Un temps maussade et humide, un vent inexistanr nous offrant des midges omniprésents, des conditions de camping très difficiles qui m'ont fait prononcer en premier l'idée d'un abandon prématuré du Wester Ross, pour ailleurs, pour moins de midges au moins : pays de Galles, sud-est de l'Ecosse, pourquoi pas ? Une fois ce message de confort retrouvable prononcé, nous avons monté divers projet de retour, mais l'idée de retour s'est vite imposé : nous prendrions le premier bus partant de Torridon ! C'est alors, face à la détermination que manifestaient Loïc et Pierre que j'ai davantage commencé à prendre conscience de ce que cela représentait. J'ai émis des réserves, des possibilités d'apprendre, auprès d'un centre de randonneurs à Torridon, des techniques pour trouver efficacement un coin suffisamment sec pour camper. Et puis que c'est pas si grave quelques midges, on peut toujours trouvé du vent. Consultons la météo. Ne laissons pas le loch Maree. N'abandonnons pas ce Wester Ross, but premier de notre voyage. Ne cédons pas ce paradis capricieux, toujours paradisiaque par ces caprices de force de la nature, comme l'océan, pour retrouver le confort de notre presque Enfer. Trop tard. Plus déterminé que moi, plus stable, moins lunatiques, plus raisonnables peut-être, moins idéalistes, plus à l'aise sûrement dans ce paradis déchu que nous avons fuit pour une parenthèse de trois semaines de rêve. Direction : gare d'Achnasheen où nous attend un train dans une heure environ qui lui, nous jettera définitivement sur le bitume.
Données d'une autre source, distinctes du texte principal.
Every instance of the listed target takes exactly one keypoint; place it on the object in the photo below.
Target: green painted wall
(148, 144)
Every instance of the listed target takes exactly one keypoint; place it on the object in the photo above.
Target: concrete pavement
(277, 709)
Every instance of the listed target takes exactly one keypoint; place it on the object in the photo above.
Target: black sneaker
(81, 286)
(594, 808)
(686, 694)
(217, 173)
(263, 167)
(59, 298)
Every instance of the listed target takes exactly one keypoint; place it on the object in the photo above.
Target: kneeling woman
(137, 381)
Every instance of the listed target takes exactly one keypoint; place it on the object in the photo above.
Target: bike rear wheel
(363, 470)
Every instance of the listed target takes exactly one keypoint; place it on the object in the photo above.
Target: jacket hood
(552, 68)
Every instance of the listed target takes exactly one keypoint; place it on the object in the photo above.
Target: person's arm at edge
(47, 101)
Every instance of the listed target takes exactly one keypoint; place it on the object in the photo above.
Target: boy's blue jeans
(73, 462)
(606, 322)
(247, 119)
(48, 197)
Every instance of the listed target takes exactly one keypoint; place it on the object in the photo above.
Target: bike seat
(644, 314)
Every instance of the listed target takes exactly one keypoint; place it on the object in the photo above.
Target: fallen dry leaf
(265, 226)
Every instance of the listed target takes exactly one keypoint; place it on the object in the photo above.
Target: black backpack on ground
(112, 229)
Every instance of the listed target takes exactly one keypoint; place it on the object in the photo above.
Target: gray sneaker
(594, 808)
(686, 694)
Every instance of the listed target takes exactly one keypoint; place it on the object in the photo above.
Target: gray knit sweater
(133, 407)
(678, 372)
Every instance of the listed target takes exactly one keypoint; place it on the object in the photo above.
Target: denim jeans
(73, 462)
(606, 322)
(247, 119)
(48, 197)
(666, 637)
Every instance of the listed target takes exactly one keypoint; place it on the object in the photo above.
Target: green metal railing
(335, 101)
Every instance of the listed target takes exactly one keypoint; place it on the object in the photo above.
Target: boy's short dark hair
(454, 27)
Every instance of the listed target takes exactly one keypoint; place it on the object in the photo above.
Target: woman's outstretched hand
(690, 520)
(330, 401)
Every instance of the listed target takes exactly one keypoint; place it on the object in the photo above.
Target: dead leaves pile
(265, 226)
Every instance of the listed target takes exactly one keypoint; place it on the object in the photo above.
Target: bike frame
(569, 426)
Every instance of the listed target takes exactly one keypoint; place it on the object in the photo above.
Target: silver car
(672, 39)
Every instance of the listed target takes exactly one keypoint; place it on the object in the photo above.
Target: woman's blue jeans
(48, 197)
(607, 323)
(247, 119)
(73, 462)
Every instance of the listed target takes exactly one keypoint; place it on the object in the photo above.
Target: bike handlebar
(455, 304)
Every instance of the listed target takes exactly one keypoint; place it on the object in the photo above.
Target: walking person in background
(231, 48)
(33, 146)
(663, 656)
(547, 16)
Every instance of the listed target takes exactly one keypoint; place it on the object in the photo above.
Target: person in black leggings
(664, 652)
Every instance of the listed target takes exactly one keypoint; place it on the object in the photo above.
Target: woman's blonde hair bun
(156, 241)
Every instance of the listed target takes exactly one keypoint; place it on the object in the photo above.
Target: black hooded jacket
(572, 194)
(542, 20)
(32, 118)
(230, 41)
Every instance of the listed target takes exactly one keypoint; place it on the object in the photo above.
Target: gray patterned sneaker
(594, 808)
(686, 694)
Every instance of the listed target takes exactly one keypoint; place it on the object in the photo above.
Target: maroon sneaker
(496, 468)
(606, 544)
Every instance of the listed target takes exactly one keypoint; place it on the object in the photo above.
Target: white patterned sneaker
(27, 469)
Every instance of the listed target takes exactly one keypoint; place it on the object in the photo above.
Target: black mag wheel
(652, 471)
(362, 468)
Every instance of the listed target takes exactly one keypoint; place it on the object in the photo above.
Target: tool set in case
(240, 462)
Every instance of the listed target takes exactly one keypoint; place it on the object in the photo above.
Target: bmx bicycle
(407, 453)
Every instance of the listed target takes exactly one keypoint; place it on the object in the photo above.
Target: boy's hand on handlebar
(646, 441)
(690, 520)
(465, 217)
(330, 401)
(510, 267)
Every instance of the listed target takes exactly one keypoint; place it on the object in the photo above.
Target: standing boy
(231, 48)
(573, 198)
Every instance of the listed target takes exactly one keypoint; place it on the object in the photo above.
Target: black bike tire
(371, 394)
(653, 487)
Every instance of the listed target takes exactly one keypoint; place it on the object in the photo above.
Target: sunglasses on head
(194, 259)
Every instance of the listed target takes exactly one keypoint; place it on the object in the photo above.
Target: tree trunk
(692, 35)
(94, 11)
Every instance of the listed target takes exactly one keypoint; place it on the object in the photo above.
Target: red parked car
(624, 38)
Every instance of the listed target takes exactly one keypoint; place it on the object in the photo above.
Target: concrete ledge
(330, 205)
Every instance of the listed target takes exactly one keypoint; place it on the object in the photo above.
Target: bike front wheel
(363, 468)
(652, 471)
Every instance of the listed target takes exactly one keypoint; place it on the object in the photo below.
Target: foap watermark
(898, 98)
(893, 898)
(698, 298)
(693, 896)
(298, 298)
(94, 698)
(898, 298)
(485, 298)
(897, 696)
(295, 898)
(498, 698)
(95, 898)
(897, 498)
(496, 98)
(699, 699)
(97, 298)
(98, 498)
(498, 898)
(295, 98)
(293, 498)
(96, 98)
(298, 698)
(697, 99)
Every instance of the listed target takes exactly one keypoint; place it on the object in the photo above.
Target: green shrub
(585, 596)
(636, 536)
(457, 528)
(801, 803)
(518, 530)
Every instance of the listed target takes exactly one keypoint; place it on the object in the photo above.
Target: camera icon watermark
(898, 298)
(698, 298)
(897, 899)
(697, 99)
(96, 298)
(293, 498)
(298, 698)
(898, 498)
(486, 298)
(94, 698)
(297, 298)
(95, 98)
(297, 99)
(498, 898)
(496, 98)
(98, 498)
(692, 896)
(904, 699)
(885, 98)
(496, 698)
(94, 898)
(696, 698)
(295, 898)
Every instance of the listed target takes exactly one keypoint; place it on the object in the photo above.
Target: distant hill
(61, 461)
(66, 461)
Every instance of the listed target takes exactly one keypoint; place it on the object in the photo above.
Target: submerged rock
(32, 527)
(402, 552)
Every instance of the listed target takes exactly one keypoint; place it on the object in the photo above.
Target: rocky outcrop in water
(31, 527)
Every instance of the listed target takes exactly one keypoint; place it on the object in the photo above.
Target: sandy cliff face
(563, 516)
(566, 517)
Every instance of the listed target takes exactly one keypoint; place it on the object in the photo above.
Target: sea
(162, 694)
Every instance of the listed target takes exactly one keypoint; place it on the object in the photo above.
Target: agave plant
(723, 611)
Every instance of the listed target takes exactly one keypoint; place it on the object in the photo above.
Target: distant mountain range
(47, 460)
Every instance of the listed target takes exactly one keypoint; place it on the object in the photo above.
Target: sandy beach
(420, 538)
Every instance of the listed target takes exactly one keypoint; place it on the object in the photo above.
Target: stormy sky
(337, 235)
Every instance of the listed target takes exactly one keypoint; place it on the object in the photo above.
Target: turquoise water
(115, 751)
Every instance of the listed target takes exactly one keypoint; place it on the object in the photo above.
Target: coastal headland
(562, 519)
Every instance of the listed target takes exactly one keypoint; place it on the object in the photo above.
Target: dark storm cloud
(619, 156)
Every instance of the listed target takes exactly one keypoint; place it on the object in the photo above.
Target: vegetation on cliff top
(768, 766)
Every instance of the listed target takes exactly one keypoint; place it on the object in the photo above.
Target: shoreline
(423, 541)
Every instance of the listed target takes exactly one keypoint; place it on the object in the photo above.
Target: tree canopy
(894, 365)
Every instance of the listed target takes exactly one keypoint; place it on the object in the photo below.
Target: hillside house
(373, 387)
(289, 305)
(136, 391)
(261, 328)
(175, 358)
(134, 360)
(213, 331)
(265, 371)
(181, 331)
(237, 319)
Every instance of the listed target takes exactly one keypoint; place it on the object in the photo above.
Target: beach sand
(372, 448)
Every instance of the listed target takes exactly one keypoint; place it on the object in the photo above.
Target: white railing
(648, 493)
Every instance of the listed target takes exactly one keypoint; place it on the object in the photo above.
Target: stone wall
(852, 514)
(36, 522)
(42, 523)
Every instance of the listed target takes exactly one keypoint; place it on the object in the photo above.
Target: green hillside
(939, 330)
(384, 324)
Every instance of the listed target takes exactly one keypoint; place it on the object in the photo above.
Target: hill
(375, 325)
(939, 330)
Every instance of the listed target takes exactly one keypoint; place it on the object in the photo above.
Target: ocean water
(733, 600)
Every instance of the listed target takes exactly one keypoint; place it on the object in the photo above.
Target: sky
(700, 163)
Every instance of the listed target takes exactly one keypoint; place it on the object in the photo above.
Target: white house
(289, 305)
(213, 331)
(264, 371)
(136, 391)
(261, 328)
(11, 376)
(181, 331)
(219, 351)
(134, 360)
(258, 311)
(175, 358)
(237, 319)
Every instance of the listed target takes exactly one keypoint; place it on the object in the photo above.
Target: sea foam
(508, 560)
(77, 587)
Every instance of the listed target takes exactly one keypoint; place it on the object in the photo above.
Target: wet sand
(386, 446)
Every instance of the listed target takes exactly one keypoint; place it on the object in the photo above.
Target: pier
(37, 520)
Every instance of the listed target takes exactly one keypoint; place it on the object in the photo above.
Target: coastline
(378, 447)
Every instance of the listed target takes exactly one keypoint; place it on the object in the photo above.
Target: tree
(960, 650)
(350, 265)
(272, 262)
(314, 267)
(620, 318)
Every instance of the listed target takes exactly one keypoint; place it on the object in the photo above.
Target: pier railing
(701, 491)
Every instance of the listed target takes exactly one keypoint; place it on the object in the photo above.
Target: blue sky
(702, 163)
Le temps est nuageux, très venté et de belles éclaircies s'offrent parfois à nos yeux. Il n'empêche.
La ballade n'était plus un plaisir. Mon dos écorché et le mal au genou de Loïc rajoutait des désagréments à la randonnée. Sur le chemin, dans un coin un peu venté, on a commencé à penser à un retour précoce, inquiet en particulier à l'idée de ne trouver que des terrains détrempés pour planter les tentes. Sans parler des midges.
Une fois l'idée amenée, la décision fut vite prise implicitement, mais je ne m'y suis toujours pas résolu. J'aurais voulu demander au Countryside Center, à Torridon, des conseils pour le camping sauvage avec le temps et le sol actuel. Mais ce matin, ils étaient totalement décidés à retourner à Inverness.
J'ai un certain ressentiment injuste envers eux, même si c'est moi qui ai parlé en premier du retour. C'est que ce départ des Highlands m'est un véritable déchirement. J'ai l'impression d'abandonner stupidement, prématurément, le paradis que j'ai attendu pendant 2 ans, et que je recherche de tout temps. Je me revois dans le bus postal, à avancer sur la route sinueuse s'échappant du glen du loch Maree, qui était le but de notre dernière virée, dans le Wester Ross. La petite camionnette grimpe la pente douce, sous la main experte et habituée de notre conductrice, les vitesses s'embrayent rapidement et nerveusement. Nous laissons Kinlochewe derrière nous, en nous élevant, comme pour mieux admirer ce loch magnifique avec lequel nous avons préféré abandonner l'idée de passer un moment. Le fourgon avance, ça tire fort, je me retourne autant que je peux, ouvre mes yeux le plus grand possible pour tout admirer, vivre jusqu'au bout toutes ces merveilles nouvelles qui s'offrent encore à moi. Défilent le Suilven, le col à Tarbert, le refuge, et toute cette incroyable nature sauvage, cette wilderness, pleine de recoins secrets, de caches, de vallées encaissées, de petits Eden inexplorés. Et je rentre. On rentre. On laisse. On abandonne. On retourne au confort. Pour le confort. J'avais proposé comme compromis (oh l'horrible chose, encore une fois) entre mon angoisse des midges surnombreux, des duvets mouillés et ma volonté de continuer le camping sauvage et la randonnée. J'allais à reculons vers la fatalité, comme j'ai remonté le Glen Docherty tourné vers la lunette arrière de la camionnette, contemplant le loch Maree, derrière. Le postbus passe le col. Le loch Maree a disparu. Fin.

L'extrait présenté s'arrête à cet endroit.